Identifiers
- Symbol: Shugoshin_N
- Pfam: PF07558
- InterPro: IPR011516

Available protein structures:
- Pfam: structures / ECOD
- PDB: RCSB PDB; PDBe; PDBj
- PDBsum: structure summary

= Shugoshin N terminal protein domain =

In molecular biology, the protein domain named the Shugoshin N-terminal coiled-coil region is a domain found on the N-terminal region of the Shugoshin protein in eukaryotes. It has a role in attaching to the kinetochores, structures on the chromatids where microtubules attach. Shugoshin has a conserved coiled-coil N-terminal domain and a highly conserved C-terminal region. Shugoshin is a crucial target of Bub1 kinase that plays a central role in the cohesion of chromosomes during cell division.

==Function==

===Shugoshin protein===
The protein, Shugoshin, is actually Japanese for guardian spirit. Just as its name suggests, the Shugoshin protein guides chromosome cohesion during cell division. It does this by preventing the cohesin complex, which regulates chromatid separation, from prematurely dissociating. Shugoshin protein is thought to act by protecting two proteins, named Rec8 and Rad21 at the centromeres from protein degradation by the enzyme separase. This results in the sister chromatids remaining tethered.
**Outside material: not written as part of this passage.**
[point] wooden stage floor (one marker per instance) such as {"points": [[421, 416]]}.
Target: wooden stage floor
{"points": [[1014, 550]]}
Shugoshin also acts as a spindle checkpoint component. It senses tension between sister chromatids during mitosis, and it degrades when they separate preventing cell cycle arrest and chromosome loss. Human shugoshin is diffusible and mediates formation of kinetochore-microtubules during bipolar spindle assembly.

===N terminal domain===
Recent studies indicate that the structure of the N-terminal Shugoshin may be important for centromeric localisation, this is because it has been observed that the N-terminal fragment was the only part of the protein to localise at the centromere. Another study has shown that the N-terminal region bundles short microtubules in vitro. This suggests that the N-terminal domain has a function in bundling microtubules at the centromere.

==Structure==
The N-terminal domain of the Shugoshin protein is a coiled-coil which can be further described as a homodimeric parallel coiled-coil.